President Alexander Lukashenko said on Monday that a Belarusian sprinter who defected at the Tokyo Olympics had been “manipulated” by external forces, otherwise he would not flee abroad.
On the first anniversary of the election that the opposition claimed to have been manipulated to allow him to win, Lukashenko denied that he was a dictator and said he was not involved in the death of the opposition activist who was found hanged in Kiev last week.
“Today, Belarus has become the focus of the world’s attention,” Lukashenko said at a multi-hour press conference at the Presidential Palace in Minsk, the capital.
He stated that he won the presidential election fairly on August 9 last year and saved Belarus from a violent uprising, claiming that some people have been “preparing for a fair election, while others are calling for… Launch a coup”.
Thousands of people took to the streets in 2020, which is the biggest challenge to Lukashenko’s rule since he became president in 1994. He responded by suppressing opponents, many of whom were arrested or exiled abroad.
Last week, Belarus once again became the focus of international attention when sprinter Krystsina Tsimanouskaya fled to Warsaw after a dispute with her coaching team, which she said led to her being ordered home.
“She won’t do it herself, she was manipulated. She contacted her friends in Poland from Japan, from Tokyo, and they told her-literally-when you came to the airport, you ran to a Japanese policeman. The person who yelled in front of her and took her to the airport was a KGB agent,” Lukashenko said.
“Japan does not have a spy agent.”
Authoritarian denial
The 66-year-old Lukashenko is at odds with Western countries that have imposed sanctions on his government. Because of the support and financial support of his traditional ally Russia, he has maintained power. Russia sees Belarus as a buffer against NATO and the European Union.

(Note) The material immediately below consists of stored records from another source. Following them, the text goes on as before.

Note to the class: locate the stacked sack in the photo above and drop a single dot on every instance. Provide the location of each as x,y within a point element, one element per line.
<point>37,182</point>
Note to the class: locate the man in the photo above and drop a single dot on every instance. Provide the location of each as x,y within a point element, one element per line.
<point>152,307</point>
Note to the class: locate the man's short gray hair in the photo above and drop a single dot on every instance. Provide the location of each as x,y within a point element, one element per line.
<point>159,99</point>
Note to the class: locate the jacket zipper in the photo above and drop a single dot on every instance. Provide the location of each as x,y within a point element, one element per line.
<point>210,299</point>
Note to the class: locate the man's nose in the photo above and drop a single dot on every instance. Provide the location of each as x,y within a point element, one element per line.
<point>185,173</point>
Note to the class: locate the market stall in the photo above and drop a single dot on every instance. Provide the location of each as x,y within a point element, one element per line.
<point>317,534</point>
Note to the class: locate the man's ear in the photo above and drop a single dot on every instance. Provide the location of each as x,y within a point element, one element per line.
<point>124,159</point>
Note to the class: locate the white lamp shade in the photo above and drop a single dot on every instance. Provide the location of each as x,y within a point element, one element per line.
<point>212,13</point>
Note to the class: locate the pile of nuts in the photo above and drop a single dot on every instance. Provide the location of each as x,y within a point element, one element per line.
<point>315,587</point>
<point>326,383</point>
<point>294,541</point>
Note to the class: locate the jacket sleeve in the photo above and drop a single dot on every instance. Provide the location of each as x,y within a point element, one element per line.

He refuted “the nasty things you threw on my face, saying that I am a dictator.”
“In order to give orders-I am a perfectly sane person-you need to have the right resources. I have never taught anything to any population, and I will not do it,” he said.
He reiterated the threat of dealing with Western sanctions pressure when necessary, saying that “there is no need to pick up the sanction shaft and pitchfork.”
After the Belarusian authorities forced a Ryanair flight from Greece to Lithuania to fly over Belarus in May and arrested a dissident Belarusian journalist on the plane, after landing in Minsk, tensions with Western powers reached To a new height.
In addition, the EU neighbors Lithuania and Poland accused the Minsk government of trying to create an immigration crisis at the Belarusian border in retaliation for EU sanctions.
Lukashenko said Lithuania and Poland are the culprits.
He also denied any connection with the death of Vitaly Shishov, who led a Kiev-based organization to help Belarusians escape persecution.
“He is not alone to us,” Lukashenko said.
On Sunday, overseas Belarusians held rallies against Lukashenko in Kiev, London, Warsaw and Vilnius.
The Belarusian opposition said that there are currently more than 600 political prisoners in prison, and the exiled Belarusian opposition leader Svyatlana Zihanusskaya called for more sanctions against the Belarusian authorities.
“The regime is not ready to change its behavior. I think a new wave of sanctions must be imposed on the regime because they do not understand another language,” she said at a press conference in Vilnius.
“Sanctions are not a panacea, but they will help prevent repression.”